Der Fall rund um die Französin Gisèle Pelicot erlangte spätestens im letzten Jahr internationale Bekanntheit. In einem der größten Prozesse in Frankreichs Geschichte klagte die mittlerweile 74-Jährige gegen ihren geschiedenen Ehemann und 50 weitere Täter – sie alle sollen Pelicot über Jahre hinweg schwer vergewaltigt haben. Der geschiedene Ehemann, der die schweren Gewalttaten organisiert sowie danach akribisch gefilmt und dokumentiert hat, wurde mittlerweile zu 20 Jahren Freiheitsstrafe verurteilt.

Gisèles Tochter Caroline Darian äußerte im Rahmen des Prozesses, dass der Fall wohl nur die Spitze des Eisbergs darstellen würde. Der kanadische Journalist Hugo Meunier startete daraufhin eine Recherche.
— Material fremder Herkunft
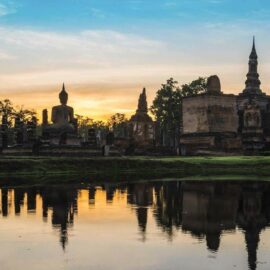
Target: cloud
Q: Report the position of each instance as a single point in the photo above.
(7, 7)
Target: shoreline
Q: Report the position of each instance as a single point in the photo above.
(141, 167)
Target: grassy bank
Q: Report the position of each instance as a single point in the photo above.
(145, 166)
Mit einer Fake-Annonce auf einer Dating-Plattform bot er seine fiktive schlafende Frau zur Vergewaltigung an. Nur zwei Tage später hatten sich bereits über 100 Männer gemeldet.

Vergewaltigungsfantasien im Netz

Wie die Recherche auf savoir.media zeigt, stellte der Journalist Meunier in seiner Annonce dieselben Bedingungen, die auch Dominique Pelicot an die etlichen Täter stellte. Sie sollen kein Parfüm tragen und außerdem nicht nach Tabak riechen, damit die Betroffene nach dem Fall nichts von der Gewalttat mitbekommt. Gisèle Pelicot selbst stand während der über 200 Vergewaltigungen unter starkem Alkohol- und Drogeneinfluss.
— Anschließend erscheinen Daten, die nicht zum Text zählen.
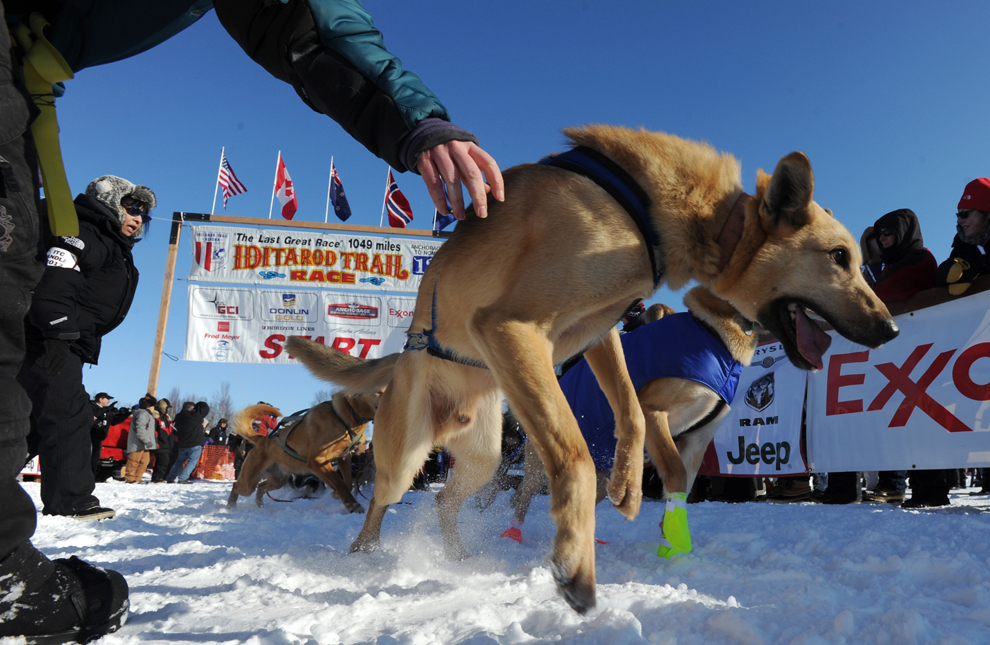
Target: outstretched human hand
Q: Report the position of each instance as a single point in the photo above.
(457, 162)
Frankreich: Verurteilungen im Fall Pelicot

Doch die über 100 Männer, die sich bei Meunier gemeldet hatten, beließen es nicht nur bei Interessensbekundungen. Er berichtet, dass sie zum Teil sehr detailliert erzählten, was sie mit der schlafenden Frau vorhatten. Einige schickten wohl auch Videos, auf denen sie masturbierten und offen ihr Gesicht zeigten.
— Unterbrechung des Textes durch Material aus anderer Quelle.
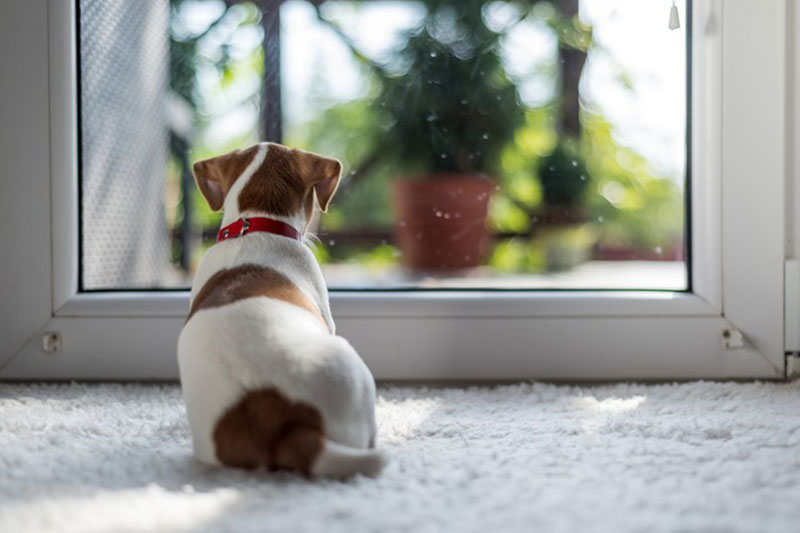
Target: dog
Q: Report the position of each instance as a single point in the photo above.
(266, 381)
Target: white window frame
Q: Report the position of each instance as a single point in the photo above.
(740, 236)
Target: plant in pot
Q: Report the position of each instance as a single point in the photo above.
(562, 220)
(450, 107)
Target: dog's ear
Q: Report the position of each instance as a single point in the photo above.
(215, 176)
(322, 174)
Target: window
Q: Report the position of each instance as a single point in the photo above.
(739, 206)
(487, 144)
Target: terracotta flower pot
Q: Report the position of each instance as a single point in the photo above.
(441, 221)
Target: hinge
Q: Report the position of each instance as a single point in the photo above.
(791, 317)
(792, 365)
(791, 306)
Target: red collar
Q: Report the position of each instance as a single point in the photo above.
(243, 226)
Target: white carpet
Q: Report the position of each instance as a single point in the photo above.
(693, 457)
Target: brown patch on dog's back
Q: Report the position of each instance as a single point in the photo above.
(276, 187)
(265, 428)
(249, 281)
(216, 176)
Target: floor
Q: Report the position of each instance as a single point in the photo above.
(530, 457)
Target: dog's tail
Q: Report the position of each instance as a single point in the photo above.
(339, 461)
(266, 429)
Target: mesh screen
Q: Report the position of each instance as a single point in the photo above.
(124, 143)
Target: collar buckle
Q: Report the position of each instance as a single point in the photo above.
(245, 226)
Die Fake-Anzeige selbst wurde zwei Wochen später von der kanadischen Dating-Plattform gesperrt, auch mehrere Männer wurden blockiert. Seitdem wendet sich Meunier seit Ende letzten Jahres mit der Recherche an die Öffentlichkeit – in dem Wissen, dass diese selbst wohl wenig ändern wird.

Schweden: Mann zwingt Frau zum Sex mit über 100 Männern

Nicht nur die Recherche zeigt, dass die patriarchalen Gewalttaten rund um den Fall Pelicot keine Einzelfälle waren. Erst vor wenigen Tagen zeigten Ermittlungen aus Schweden, dass ein Mann über einen Zeitraum von dreieinhalb Jahren seine Frau zum Sex mit über 100 anderen Tätern gezwungen haben soll.

Auch der Schwede bot dabei den Körper seiner Frau über eine Website an, was scheinbar auf großes Interesse stieß. Und auch die betroffene Frau hat in Bezug auf die Gewalttaten Erinnerungslücken, da sie immer wieder unter dem Einfluss von Drogen stand.

Frauen leisten Widerstand gegen Gewalt und Unterdrückung

Bis zuletzt stieg die Zahl von registrierten Fällen von Gewalt an Frauen in Deutschland an. Eine kürzlich erschienene Studie beleuchtet außerdem Teile des massiven Dunkelfelds im Bereich der patriarchalen Gewalt: So werden geschätzt über 90 Prozent der häuslichen und sexualisierten Gewalttaten weder staatlich erfasst noch juristisch verfolgt.

Gewalt in Deutschland: Studie beleuchtet das riesige Dunkelfeld

International ist aber auch zu beobachten, dass sich in den vergangenen Jahren immer mehr Frauen gegen die gewaltsamen Auswirkungen von Kapitalismus und Patriarchat zur Wehr setzen. Sei es in den verschiedenen Bewegungen unter Mottos wie #MeToo und „Ni una menos“ („Keine mehr“) oder zu dem alljährlichen Tag gegen Gewalt an Frauen am 25. November.

Im Zuge dessen ist besonders Gisèle Pelicot zu einer Art Vorbild im Kampf gegen sexualisierte Gewalt an Frauen geworden. Sie entschied sich – ungewöhnlicherweise – bewusst dazu, den Prozess gegen die Gewalttäter öffentlich zu führen. Das vor allem mit dem Ziel, sich selbst als Betroffene aus der zugewiesenen „Opferrolle“ zu lösen. „Die Scham muss die Seite wechseln“, so Pelicot.